My subnet.txt file contains comments beginning with #. aggregate will skip over these lines, emitting a warning which is silenced by -q.

- name: Install firewall packages
  ansible.builtin.apt:
    pkg:
      - ipset
      - aggregate
    state: present

- name: Run aggregate to deduplicate subnets
  ansible.builtin.command: "aggregate -q"
  args:
    stdin: "{{ lookup('file', 'subnets.txt') }}"
  register: firewall_aggregated
  changed_when: false

Populating ipset #

I used an .ipset file to create and bulk-add IP ranges to an ipset. This massively improves the performance.

- name: Write ipset restore file
  ansible.builtin.copy:
    content: |
      create blocked_subnets hash:net -exist
      flush blocked_subnets
      {% for subnet in firewall_aggregated.stdout_lines | select('match', '^[0-9]') %}
      add blocked_subnets {{ subnet }}
      {% endfor %}
    dest: /tmp/blocked_subnets.ipset
    owner: root
    group: root
    mode: "0644"
  register: firewall_write_ipset

- name: Load ipset from restore file
  ansible.builtin.command: ipset restore -f /tmp/blocked_subnets.ipset
  changed_when: firewall_write_ipset.changed

You can verify the task has created the ipset using sudo ipset list blocked_subnets.

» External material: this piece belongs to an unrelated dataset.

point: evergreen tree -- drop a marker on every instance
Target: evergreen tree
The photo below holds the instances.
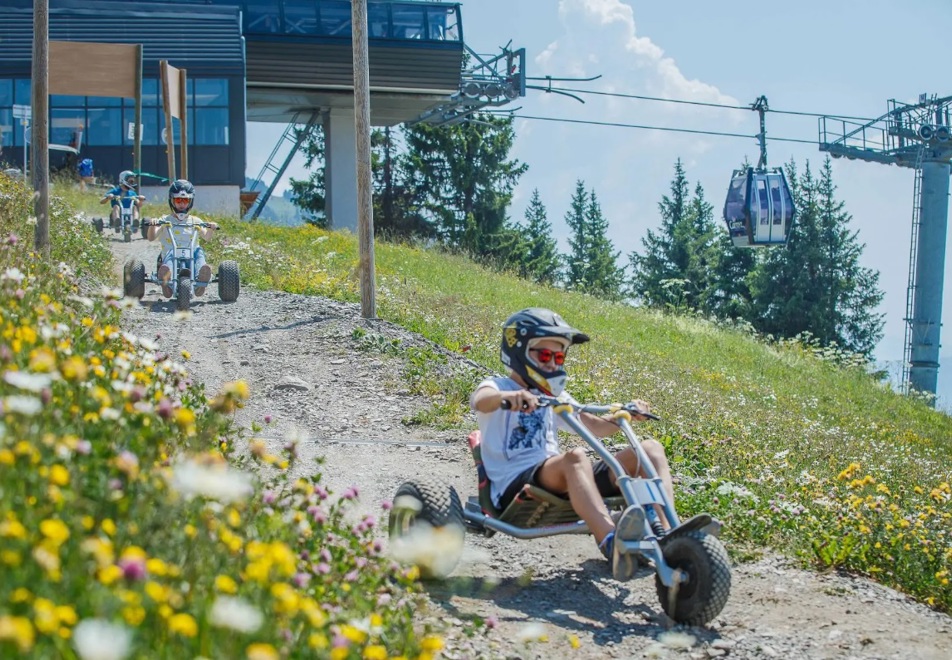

I have since discovered a reusable role for creating ipsets on GitHub, which you might find useful here. It’s not much code though, so I prefer not to add a dependency for it.

If using UFW #

How you block an ipset depends on whether you are using UFW or iptables directly. Whilst I plan to move to iptables or nftables in the future, I’m currently using UFW.

If you have UFW installed, you need to add rules to the UFW configuration files:

- name: Add ipset block to UFW before.rules
  ansible.builtin.blockinfile:
    path: /etc/ufw/before.rules
    insertbefore: "^# allow all on loopback"
    block: |
      -A ufw-before-input -m set --match-set blocked_subnets src -j DROP
      -A ufw-before-forward -m set --match-set blocked_subnets src -j DROP
  notify: Reload ufw

Reload ufw is a handler in firewall/handlers/main.yml:

- name: Reload ufw
  community.general.ufw:
    state: reloaded

Note: the new rule won’t appear in ufw status.

If using iptables #

To configure iptables, you can use the ansible.builtin.iptables module.

- name: Block ipset in iptables (INPUT)
  ansible.builtin.iptables:
    chain: INPUT
    match: set
    match_set: blocked_subnets
    match_set_flags: src
    jump: DROP
    comment: "Block abusive subnets"
    state: present

You can check the result using sudo iptables -L -v -n.

By default, iptables will forget all rules when it restarts. I’ve not tried this out, but I believe you can either use iptables-persistent or iptables-restore on boot.

Conclusion #

And there we go!

I used to adminstrate my Linux server with a collection of bash scripts and manual actions. Having Ansible around has made it much easier to administrate and version control my server’s configuration. I’ll likely be writing a blog post on my use of Ansible in the future, and perhaps one on small-web hosting infrastructure in general.

See also #

The ‘Ansible - IP Sets and DShield Block List’ article is a good read. I will probably reuse parts of it when I get around to switching to IPTables. However, it is geared more around existing block lists so I don’t think I’d be able to use their associated role.